Raising Daughters in a #metoo World

Recently, I took my daughter to see the movie ‘Ralph Breaks the Internet.’ There’s a scene in the movie that was prominent in the trailer leading up to the movie. The scene goes like this: 

Vanellope von Schweetz, the speed racer with a glitch, stumbles into a room filled with Disney princesses. Vanellope claims to be a princess herself. The Disney princesses interrogate that claim by asking a series of questions, eventually leading to THE question,

“Do people assume all your problems got solved because a big strong man showed up?”

Vanellope responds, “Yes!” 

The Disney princesses burst into applause, “She is a princess!” 

The scene is obviously played for laughs, but it highlights cultural stereotypes about the nature of manhood and womanhood. To be a man means you are the leader and get credit for the work women do. To be a woman means you are dependent on men for your well-being. This scene is attempting to point at the absurdity of this cultural narrative. 

And in the age of #metoo, this cultural narrative is falling apart. What the #metoo movement has brought into focus is that WOMEN ARE POWERFUL. Women have voices. They are not background characters. They are not sitting around wells singing, “I’m wishing for the one I love to find me someday.” 

I don’t have words to capture the admiration I have for my friends, both men and women, who have come forward with their #metoo stories. I hope that I can have just an ounce of their courage. I am happy that powerful men who have been abusing their power are being stripped of it. There is so much to celebrate when I look at the #metoo movement. 

So why do I feel uneasy? And what does all this have to do with parenting? 

To answer those questions, let me say something regarding my beliefs about parenting and culture. As a parent, one of my primary responsibilities is to help my kids navigate culture—the good, true, and beautiful, as well as the lies and empty promises. It is hard but necessary work. 

With the #metoo movement, culture is changing rapidly. I don’t need news headlines to understand this is the case. I can see it sitting in a movie theater with my daughter watching ‘Ralph Breaks the Internet.’ On the one hand, I’m grateful for the changes in culture. I want young men to think about the consequences of mistreating women. I want grown men to treat women with dignity and respect. I don’t want to live in a world where men get all the credit and women don’t have a voice. 

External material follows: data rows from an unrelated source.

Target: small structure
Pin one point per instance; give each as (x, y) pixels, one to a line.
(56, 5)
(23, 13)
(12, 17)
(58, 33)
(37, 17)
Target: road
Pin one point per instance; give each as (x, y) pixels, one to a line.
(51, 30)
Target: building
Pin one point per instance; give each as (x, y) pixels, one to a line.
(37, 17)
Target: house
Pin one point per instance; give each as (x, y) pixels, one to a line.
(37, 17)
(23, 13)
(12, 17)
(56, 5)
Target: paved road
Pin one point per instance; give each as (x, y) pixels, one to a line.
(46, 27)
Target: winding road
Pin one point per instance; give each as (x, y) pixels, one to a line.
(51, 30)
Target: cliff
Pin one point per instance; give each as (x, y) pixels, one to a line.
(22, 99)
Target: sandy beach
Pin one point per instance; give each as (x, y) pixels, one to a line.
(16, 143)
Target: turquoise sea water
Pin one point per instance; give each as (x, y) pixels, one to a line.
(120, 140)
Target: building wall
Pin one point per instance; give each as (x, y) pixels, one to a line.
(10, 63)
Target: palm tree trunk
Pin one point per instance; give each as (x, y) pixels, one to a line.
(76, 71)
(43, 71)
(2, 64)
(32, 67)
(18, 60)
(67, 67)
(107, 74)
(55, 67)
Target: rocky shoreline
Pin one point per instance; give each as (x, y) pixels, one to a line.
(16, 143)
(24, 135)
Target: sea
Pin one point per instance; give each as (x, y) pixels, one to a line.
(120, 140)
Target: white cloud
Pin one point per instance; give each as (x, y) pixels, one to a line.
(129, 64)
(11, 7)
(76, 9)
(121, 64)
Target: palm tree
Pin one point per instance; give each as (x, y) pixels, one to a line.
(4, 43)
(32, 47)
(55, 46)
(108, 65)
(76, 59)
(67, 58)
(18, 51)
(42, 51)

On the other hand, I’m uneasy because culture sways back and forth like a pendulum. It isn’t anchored to any particular narrative. Culture is propelled forward by the ideas that are winning. So if you want to prevent yourself from being swayed to and fro by the culture, you need an anchor. You need a narrative that helps you make sense of the world. 

I believe there is a true and better story that helps us make sense of the world. 

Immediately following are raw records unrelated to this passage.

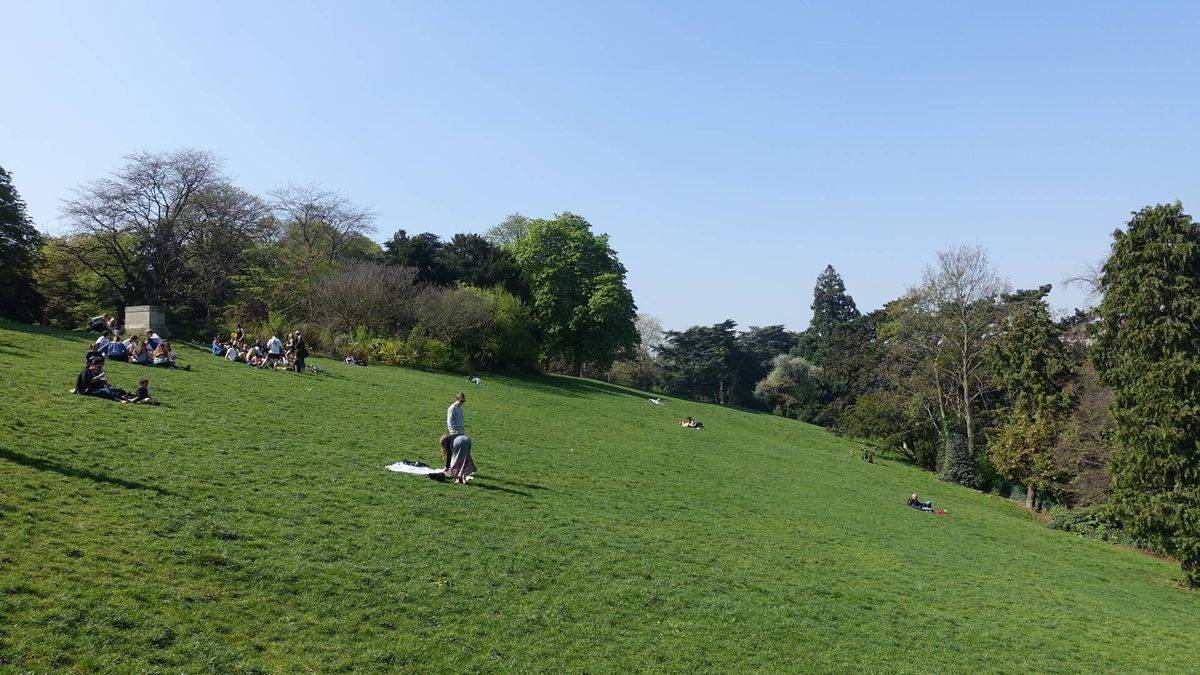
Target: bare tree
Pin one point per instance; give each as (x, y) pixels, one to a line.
(321, 223)
(376, 297)
(231, 228)
(141, 220)
(453, 314)
(508, 231)
(945, 329)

So let me ask some questions.

If a man claimed to have all power and authority in the world, how would you respond? Maybe you would think I am referring to Donald Trump. But you would probably think that man is delusional. 

But what if I told you that this man has never once abused his power? You would probably think that is impossible. Look at the headlines in the news! Powerful men abuse their power all the time!

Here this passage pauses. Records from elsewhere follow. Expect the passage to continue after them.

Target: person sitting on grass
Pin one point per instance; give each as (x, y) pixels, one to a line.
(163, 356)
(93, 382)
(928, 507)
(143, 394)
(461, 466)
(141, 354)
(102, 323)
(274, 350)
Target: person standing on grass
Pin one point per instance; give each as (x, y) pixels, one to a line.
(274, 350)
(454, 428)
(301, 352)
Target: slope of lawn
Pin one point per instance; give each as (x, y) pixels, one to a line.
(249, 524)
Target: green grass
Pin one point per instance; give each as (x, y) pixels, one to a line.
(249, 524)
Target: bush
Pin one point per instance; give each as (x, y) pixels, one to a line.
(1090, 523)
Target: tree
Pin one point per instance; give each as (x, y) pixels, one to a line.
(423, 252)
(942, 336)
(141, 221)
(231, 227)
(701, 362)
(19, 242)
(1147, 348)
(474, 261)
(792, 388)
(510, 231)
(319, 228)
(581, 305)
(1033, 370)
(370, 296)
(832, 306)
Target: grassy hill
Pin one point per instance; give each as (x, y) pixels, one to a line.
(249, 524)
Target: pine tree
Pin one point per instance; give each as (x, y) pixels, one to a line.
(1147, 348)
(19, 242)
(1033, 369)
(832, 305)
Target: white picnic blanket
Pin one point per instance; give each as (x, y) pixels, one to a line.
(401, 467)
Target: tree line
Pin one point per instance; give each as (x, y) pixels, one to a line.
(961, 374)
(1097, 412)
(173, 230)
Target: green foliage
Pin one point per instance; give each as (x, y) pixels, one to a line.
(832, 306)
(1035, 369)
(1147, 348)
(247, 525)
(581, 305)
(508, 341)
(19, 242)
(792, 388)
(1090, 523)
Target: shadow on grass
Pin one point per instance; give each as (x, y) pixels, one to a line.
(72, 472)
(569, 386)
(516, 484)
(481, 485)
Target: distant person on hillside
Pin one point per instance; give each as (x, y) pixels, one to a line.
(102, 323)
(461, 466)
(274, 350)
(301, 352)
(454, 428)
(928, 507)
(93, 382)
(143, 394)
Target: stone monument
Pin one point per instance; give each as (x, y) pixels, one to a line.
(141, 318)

And what if I told you that this man sees the inherent worth and dignity in every man and woman? Maybe you would think I’m describing a character from a fairy tale. 

This is the part where I tell you that I’m not describing Donald Trump or a fictional character. I’m talking about Jesus. Listen to the very last thing he said on the earth to his followers: 

“All authority in heaven and on earth has been given to me… (Matthew 28:18).”

That sounds terrifying in a #metoo world. The idea that one man would have all the power sounds like a disaster. But Jesus never once used his power as an opportunity to take advantage of a man or a woman. Think about that. Do you want to know why men and women felt safe around Jesus? He never used his power against them. Not once. 

The fact that Jesus says, “All authority has been given to me” is good news for us because Jesus is the only one who will never abuse that power. But don’t forget what took place before Jesus spoke those words. Jesus GAVE UP his power to enter into our broken world. He was born into poverty. He took on the role of a servant. He loved the poor, the widow, and orphan. He dined with sinners and prostitutes. He welcomed men and women to follow him. He died on a cross for the sins of the world and he rose from the dead. All these things transpired before Jesus said, “All authority has been given to me.” 

Jesus demonstrated in his life, death, and resurrection that he is the only one who is worthy of all authority. The question that every one of us has to deal with at some point or another is, “Will I surrender to his authority or not?” 

My prayer as a parent for my daughters is not just that they will be good students of culture. My prayer is this—that the good news that all authority has been given to Jesus, the only one who will never abuse that power, will be their anchor for life.